Canadian all-cargo carrier Cargojet announced third-quarter adjusted earnings before interest, tax and depreciation (EBITD) of US$18.7 million, an increase of $10.2 million, or 120 percent over same period in the previous year. Total revenues rose 7.2 percent, year-over-year, to $59.9 million.
“We are very pleased with the strong financial results achieved in the third quarter,” said Ajay Virmani, Cargojet’s president and CEO. “We continue to focus on optimizing our overnight network, growing our charter business during the day and on weekends, and to improving our balance sheet.”
That said, a strong showing was offset by expansion costs related to the deals, including an express mail contract with Canada Post, which the carrier signed with Purolator Express back in late 2014, that frontloaded significant aircraft and personnel costs. Cargojet also cited higher finance costs related to aircraft acquisitions, “impairment charges” related to the five Bombardier Challenger aircraft it purchased in 2014, and losses related to foreign exchange costs and settlement of debt. The carrier’s EBIT slipped to a loss of $4.9 million, from just over $2 million lost in Q3 last year.

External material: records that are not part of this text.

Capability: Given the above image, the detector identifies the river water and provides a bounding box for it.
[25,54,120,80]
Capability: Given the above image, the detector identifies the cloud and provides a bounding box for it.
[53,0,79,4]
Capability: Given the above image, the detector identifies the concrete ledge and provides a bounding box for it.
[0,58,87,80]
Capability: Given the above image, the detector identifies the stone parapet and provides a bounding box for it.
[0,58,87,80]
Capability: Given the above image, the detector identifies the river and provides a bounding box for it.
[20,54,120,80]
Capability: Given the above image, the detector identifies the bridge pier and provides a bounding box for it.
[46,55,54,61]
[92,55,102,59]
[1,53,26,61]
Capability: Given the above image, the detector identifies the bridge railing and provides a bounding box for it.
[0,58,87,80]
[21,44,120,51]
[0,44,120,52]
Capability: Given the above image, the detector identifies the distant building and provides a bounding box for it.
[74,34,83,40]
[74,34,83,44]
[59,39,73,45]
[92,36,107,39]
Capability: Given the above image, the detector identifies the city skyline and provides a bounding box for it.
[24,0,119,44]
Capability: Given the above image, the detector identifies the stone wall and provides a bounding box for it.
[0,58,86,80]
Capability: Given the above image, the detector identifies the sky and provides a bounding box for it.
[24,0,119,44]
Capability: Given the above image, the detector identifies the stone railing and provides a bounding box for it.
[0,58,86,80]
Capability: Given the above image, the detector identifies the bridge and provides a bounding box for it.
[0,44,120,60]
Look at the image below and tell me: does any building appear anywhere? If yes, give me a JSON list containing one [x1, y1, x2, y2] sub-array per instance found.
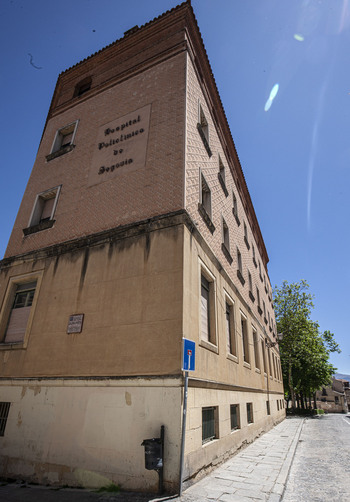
[[0, 2, 285, 492], [316, 377, 349, 413]]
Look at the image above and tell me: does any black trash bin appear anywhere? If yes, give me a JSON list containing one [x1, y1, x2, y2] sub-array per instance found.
[[141, 438, 163, 471]]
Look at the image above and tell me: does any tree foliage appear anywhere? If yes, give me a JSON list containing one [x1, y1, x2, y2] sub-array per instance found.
[[273, 280, 340, 408]]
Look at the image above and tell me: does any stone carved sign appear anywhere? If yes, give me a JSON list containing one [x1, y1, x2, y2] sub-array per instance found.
[[88, 105, 151, 186], [67, 314, 84, 334]]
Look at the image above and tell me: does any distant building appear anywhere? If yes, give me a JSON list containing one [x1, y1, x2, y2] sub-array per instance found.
[[316, 378, 350, 413], [0, 2, 285, 492]]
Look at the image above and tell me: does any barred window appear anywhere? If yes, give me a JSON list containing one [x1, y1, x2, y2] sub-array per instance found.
[[202, 406, 216, 443], [230, 404, 240, 431], [0, 402, 11, 436]]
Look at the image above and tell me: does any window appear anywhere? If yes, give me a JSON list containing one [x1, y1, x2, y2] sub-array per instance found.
[[0, 403, 11, 436], [73, 77, 92, 97], [202, 406, 217, 443], [232, 192, 241, 226], [198, 173, 215, 233], [243, 222, 250, 249], [248, 270, 255, 302], [237, 248, 245, 286], [222, 219, 230, 251], [3, 281, 36, 343], [267, 349, 272, 378], [23, 186, 61, 235], [263, 300, 267, 324], [197, 105, 212, 157], [247, 403, 254, 424], [225, 301, 237, 356], [253, 328, 260, 369], [46, 121, 78, 161], [201, 272, 216, 344], [266, 401, 271, 415], [261, 340, 267, 373], [256, 286, 262, 315], [221, 218, 233, 265], [218, 155, 228, 197], [230, 404, 240, 431], [252, 244, 258, 268], [0, 271, 43, 350], [241, 314, 250, 363]]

Cargojet has grown its network across North America exponentially in recent years, carrying approximately 650 tonnes of cargo each business night. The carrier has more than doubled its fleet size in recent years, to 22 aircraft, consisting of 767-300ER, 767-200ER, 757-200ER and even a few remaining 727-200AF freighter aircraft.
Most recently, the cargo airline grew its freighter service provided to Air Canada Cargo, expanding the carrier’s freighter service to Frankfurt, effective Nov. 19 of this year.